Lately, I’ve been thinking about reading nonfiction. Not actually doing it, mind you, just thinking about it. My 2011 reading is more than 90% fiction, up slightly from the past two years. My LibraryThing catalog is more than 85% fiction; I have nonfiction books scattered around the house, not in my catalog, but still … Imbalance gives me food for thought whether it’s about genre, author gender, owned books vs. library books, etc.
A few weeks ago, Zoe Williams published a piece in The Guardian, No time for novels – should we ditch fiction in times of crisis?, strongly recommending people read “serious nonfiction” rather than novels.
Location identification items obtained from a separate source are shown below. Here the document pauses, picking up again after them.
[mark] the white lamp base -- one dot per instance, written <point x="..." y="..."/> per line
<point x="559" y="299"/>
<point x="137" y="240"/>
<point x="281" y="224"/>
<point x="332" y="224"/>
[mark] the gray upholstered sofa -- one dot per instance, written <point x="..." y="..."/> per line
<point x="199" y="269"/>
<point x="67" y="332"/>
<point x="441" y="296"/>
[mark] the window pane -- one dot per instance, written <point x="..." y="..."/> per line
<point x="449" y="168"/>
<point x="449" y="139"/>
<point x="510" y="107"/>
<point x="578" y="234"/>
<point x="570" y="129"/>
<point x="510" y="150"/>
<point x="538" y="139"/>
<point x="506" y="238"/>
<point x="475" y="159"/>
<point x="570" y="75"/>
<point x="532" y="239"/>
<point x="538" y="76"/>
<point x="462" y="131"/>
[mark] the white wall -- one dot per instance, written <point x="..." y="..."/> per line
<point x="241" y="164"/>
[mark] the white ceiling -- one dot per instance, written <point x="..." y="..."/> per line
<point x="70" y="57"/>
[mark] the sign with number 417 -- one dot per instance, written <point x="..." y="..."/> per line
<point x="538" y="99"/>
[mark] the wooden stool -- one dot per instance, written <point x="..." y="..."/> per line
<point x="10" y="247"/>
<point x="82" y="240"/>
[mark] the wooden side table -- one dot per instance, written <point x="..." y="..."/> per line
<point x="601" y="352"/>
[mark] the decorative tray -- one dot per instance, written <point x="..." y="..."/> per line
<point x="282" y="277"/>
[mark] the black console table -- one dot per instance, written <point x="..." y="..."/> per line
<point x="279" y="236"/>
Her premise is that fiction does not inform, and that excessive fiction reading creates an ill-informed society:
the storm we’re living through now makes me realise how little I understood of any of the past 20 years … The problem with ignorance is twofold: you feel alienated and disempowered, and that’s quite anxious-making, but you also feel embarrassed by the limits of your understanding, so you back out of the conversation.
Ms. Williams went on to say how “backing out of the conversation” results in a “government full of bankers and technocrats,” the implication being that a failure to read nonfiction results in a society lacking in the foundational knowledge and context to make sound decisions.
Harrumph. I grumbled, and I pondered. And I enjoyed episode 8 of The Readers podcast (show notes), in which Gavin and Simon debunked Ms. Williams’ thesis. They didn’t like its preachy tone (“it’s like mum just told me off”), and noted that not everyone is in a place to influence global events so we don’t all need the same level of factual information. Plus, fiction can be the perfect form of escape from stress and hard times.
About the same time, I listened to Books on the Nightstand Episode 156 (show notes). Coincidentally published about the same time as the Guardian piece, the BOTNS duo discussed the concept of narrative nonfiction, defined as “nonfiction that reads like fiction, following a story and incorporating the elements of fiction such as plot, character, pacing, etc.” Examples from my archives include Unbroken, and The Immortal Life of Henrietta Lacks (click on the links for reviews). I find this type of nonfiction more accessible than, say, a detailed and meticulously researched factual account of a subject. And the more meticulous, detailed, and dense a nonfiction book, the more likely it will gather dust on my shelves.
My thoughts went off in about 100 directions, and are still germinating. But I’ve formed two clear points of view out of this:
First, I respectfully disagree with Zoe Williams. Reading fiction does improve your knowledge. Ms. Williams implied fiction is all vapid, lightweight, escapist rubbish. And yet I know a great deal more about American & British history, the historic role of women in society, the impact of World Wars I & II, colonialism and its aftermath, slavery, and racism, all from fiction read in 2011 alone. I don’t purport to be an expert on any of these topics, but reading has enriched my world view. My increased knowledge has proven useful in at least one setting: solving the New York Times Crossword Puzzle. How else would I have known “Biafra” and “codex”? I loved it when my husband looked at me in wide-eyed wonder: “how did you know that?” Of course, if I were called upon to make weighty decisions about world affairs, I would need much more extensive knowledge. But I certainly have what I need to function effectively as a cog in the great machine that is our world.
That said, I’d like to read more nonfiction, specifically narrative nonfiction. I think this is the best way to begin redressing my reading imbalance, along with selective reading of memoirs and biographies. As luck would have it, I have a few nonfiction books on my shelves already that might qualify as narrative nonfiction (I need to peek inside to confirm):
- The Worst Hard Time, by Timothy Egan
- The Guns of August, by Barbara Tuchman
- Before The Mayflower A History of the Black Negro in America 1619-1964, by Lerone Bennett, Jr.
- America in the King Years (volumes 1 & 2), by Taylor Branch
I also want to keep my eyes open for new narrative nonfiction titles. I don’t think I’ll make a seismic shift in 2012, but expect to do a bit better just because of my new-found awareness.
What thoughts do you have?
- Do you favor fiction over nonfiction, or read only certain types of nonfiction?
- Have you read any of the above books, and would they qualify as narrative nonfiction?
- Can you recommend any great nonfiction reads?